Wireless communications and sensing have become ubiquitous. With the proliferation of wireless technologies, however, the electromagnetic (EM) spectrum has become increasingly congested. New concepts and technologies, such as artificial intelligence assisted collaborative radio networks, simultaneous-transmission-and-reception-based wireless systems, and large antenna arrays, have emerged to efficiently utilize the spectrum, which necessitate signal processing in the radio frequency (RF) domain. Linear periodically time-variant (LPTV) switched-capacitor circuits have been studied extensively in the past decade as they enable high-quality, widely tunable, and non-reciprocal RF signal processing components on chip. However, existing LPTV circuits are fundamentally limited to low-order, short-delay, and sub-6 GHz operations. This project, by introducing new commutated-inductor-capacitor (commutated-LC) circuits, aims to tackle the fundamental limits of existing switched-capacitor circuits, which has the potential to substantially reduce the cost and size of next-generation wireless systems, thereby benefiting society through increasing access. The PI will develop new courses at the University of Illinois at Urbana Champaign (UIUC) that will integrate the research outcomes of this project. Introductory high-school-level curriculum development in collaboration with established UIUC outreach programs is also planned. The PI established an institute of electrical and electronics engineers (IEEE) Solid-State-Circuits chapter at UIUC and will organize seminars, short courses, and other events in collaboration with other faculty and students.

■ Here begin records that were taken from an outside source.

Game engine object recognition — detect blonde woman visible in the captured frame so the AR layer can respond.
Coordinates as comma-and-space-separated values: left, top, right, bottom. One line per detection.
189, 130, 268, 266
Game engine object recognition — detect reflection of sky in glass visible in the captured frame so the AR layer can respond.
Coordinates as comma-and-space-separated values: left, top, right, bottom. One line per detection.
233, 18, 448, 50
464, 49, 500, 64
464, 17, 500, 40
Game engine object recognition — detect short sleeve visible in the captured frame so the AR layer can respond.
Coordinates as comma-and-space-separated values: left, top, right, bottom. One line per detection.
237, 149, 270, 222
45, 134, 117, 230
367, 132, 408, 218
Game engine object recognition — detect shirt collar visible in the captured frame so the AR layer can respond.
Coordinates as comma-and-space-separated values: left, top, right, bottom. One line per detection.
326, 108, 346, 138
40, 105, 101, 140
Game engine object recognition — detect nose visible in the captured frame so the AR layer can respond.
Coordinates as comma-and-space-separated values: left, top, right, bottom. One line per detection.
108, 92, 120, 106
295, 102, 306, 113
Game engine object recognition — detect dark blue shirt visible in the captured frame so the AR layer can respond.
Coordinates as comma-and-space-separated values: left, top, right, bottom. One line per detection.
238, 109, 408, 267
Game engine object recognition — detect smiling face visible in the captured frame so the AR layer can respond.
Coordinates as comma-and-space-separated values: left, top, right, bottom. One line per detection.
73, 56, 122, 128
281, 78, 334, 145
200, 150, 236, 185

In this project, the introduction of inductors or magnetic fields to commutated circuits provides new degrees of freedom to existing LPTV switched-capacitor circuits, opening new design spaces at both architecture and component levels. The intellectual merit of this project is in the advancement of knowledge and understanding related to (1) theoretical frameworks of high-order, long-delay commutated-LC circuits operating at beyond 6-GHz RF, (2) practical design considerations with silicon-based implementations of the commutated-LC circuits, and (3) development of next-generation wireless systems with unique RF-domain signal processing capabilities enabled by the commutated-LC circuits. Specifically, this project will investigate the commutated-LC circuits in the mixing region for reconfigurable filtering front-ends that cover a wider frequency tuning range, operate at a higher RF, and provide steeper filter roll-offs. It will also study the commutated-LC circuits when they are used as delay elements, targeting on breaking the limit of delay-frequency product in existing switched-capacitor delays. Leveraging this new delay component, this project will develop next-generation simultaneous-transmission-and-reception systems and many-element antenna arrays. Finally, this project will study the impact of local oscillator circuitry on commutated-LC circuits in terms of operation frequency, noise, and power consumption. New high-frequency oscillators with low phase noise and phase noise cancellation techniques will be developed.
This award reflects NSF's statutory mission and has been deemed worthy of support through evaluation using the Foundation's intellectual merit and broader impacts review criteria.